Selon le Pentagone, les Américains ont mené sept frappes jusqu’à présent : cinq lundi et deux mardi, assurant que des combattants de l’EI avaient été tués, sans en préciser le nombre. « Les raids des de l’appui international à l’opération (du GNA) ont détruit une plateforme de lance-roquettes de l’EI et un bulldozer mardi à Syrte », ont indiqué de leur côté dans un communiqué les forces progouvernementales, qui sont entrés le 9 juin dans la ville située à 450 km à l’est de Tripoli.
Les raids US qui interviennent avec l’appui du gouvernement « légal », assure le Pentagone, n’est pas pour agréer le ministère russe des Affaires étrangères qui a appelé à agir « en stricte conformité avec le droit international ». Le chef du gouvernement libyen Fayel al-Sarraj avait admis lundi avoir demandé l’aide américaine, insistant sur le fait que ces frappes seraient limitées dans le temps et « qu’il n’y aura aucune présence étrangère sur le sol libyen ».
Mais le Parlement libyen, qui n’a jamais voté la confiance au GNA, a estimé que ces frappes américaines étaient des « violations de l’espace aérien » libyen.
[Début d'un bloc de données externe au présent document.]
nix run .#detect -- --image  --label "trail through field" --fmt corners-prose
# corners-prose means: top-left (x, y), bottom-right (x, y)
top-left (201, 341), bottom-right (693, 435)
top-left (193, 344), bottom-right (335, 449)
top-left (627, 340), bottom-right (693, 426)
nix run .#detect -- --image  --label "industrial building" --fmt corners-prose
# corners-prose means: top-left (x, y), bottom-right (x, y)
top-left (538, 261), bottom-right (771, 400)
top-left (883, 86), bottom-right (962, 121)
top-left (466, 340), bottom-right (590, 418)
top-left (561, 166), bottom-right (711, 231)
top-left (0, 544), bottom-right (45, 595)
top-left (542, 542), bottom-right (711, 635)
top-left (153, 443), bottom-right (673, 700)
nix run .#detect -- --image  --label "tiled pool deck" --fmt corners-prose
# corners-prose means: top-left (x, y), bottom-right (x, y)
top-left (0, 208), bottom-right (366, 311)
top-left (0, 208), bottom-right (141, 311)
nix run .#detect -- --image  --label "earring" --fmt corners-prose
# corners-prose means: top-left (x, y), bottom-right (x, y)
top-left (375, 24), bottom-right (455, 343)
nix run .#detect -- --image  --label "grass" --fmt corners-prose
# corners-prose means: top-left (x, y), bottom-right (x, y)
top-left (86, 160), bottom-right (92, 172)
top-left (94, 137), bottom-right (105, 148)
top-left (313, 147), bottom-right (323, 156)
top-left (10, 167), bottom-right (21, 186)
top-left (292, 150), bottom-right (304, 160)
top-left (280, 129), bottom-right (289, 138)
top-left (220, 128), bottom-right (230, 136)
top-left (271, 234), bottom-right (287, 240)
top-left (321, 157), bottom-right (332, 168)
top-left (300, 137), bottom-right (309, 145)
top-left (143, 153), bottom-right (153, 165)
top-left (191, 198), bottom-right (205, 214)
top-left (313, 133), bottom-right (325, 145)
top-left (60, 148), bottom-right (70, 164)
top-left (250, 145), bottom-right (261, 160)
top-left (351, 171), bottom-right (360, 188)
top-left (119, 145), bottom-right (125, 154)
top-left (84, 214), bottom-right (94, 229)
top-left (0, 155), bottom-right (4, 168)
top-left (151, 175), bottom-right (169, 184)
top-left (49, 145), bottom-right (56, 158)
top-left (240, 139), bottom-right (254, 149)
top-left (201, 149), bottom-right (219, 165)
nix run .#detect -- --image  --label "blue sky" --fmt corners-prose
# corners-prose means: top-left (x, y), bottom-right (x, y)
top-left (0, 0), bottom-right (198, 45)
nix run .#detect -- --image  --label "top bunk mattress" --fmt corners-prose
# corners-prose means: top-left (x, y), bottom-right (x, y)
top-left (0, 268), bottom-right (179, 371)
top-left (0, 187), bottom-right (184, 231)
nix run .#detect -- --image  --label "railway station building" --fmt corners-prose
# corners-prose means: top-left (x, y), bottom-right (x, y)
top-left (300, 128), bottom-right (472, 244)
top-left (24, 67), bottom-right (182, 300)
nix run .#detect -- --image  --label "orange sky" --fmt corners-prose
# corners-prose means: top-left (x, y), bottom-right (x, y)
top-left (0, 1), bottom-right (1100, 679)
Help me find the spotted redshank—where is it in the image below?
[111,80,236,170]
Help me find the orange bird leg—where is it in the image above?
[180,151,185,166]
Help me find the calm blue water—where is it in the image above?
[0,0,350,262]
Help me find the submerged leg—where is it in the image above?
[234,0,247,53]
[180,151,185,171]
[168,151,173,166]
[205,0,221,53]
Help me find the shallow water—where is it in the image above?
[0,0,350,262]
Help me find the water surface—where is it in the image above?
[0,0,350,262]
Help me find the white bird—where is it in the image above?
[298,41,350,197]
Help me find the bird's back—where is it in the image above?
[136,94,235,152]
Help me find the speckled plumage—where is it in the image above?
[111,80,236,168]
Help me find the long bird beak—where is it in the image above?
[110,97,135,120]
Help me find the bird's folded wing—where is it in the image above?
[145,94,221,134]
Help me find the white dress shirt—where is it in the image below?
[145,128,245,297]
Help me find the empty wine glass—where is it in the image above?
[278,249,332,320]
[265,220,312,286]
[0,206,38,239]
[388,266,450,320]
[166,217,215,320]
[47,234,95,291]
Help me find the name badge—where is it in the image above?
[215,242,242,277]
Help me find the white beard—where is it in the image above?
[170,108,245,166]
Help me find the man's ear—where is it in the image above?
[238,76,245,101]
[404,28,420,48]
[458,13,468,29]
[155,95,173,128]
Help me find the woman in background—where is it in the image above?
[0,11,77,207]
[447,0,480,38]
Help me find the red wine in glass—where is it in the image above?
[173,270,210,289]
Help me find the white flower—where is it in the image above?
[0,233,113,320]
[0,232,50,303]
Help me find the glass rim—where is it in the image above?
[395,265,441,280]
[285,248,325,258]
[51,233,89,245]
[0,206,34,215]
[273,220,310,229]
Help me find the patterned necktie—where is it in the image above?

Selon une agence de presse qui lui est proche, il a par ailleurs convoqué l’ambassadeur américain à Tobrouk, dans l’est de la Libye.
Mardi soir, 15 quinze membres des forces loyales aux autorités libyennes non reconnues par la communauté internationale ont été tués dans un attentat-suicide à Benghazi, deuxième ville de Libye, selon des sources militaires.
Depuis plus de deux ans, la ville située à 1000 km à l’est de Tripoli est le théâtre d’affrontements quotidiens entre les forces du général Khalifa Haftar, chef proclamé de l’armée libyenne (ANL) mais qui ne dépend pas du GNA, et des groupes qui lui sont opposés comme le Conseil de la Choura des révolutionnaires. Cette coalition de milices islamistes dont fait partie Ansar Asharia, un groupe proche d’Al-Qaïda, a revendiqué l’attaque sur son compte Twitter. Il a notamment indiqué que l’attentat avait « frappé un rassemblement des forces du ‘vendu’ Haftar ».
Dans la région, les forces algériennes ont été mobilisées le long de la frontière avec la Libye de crainte de voir les partisans de Daech fuir Syrte pour se réfugier ailleurs.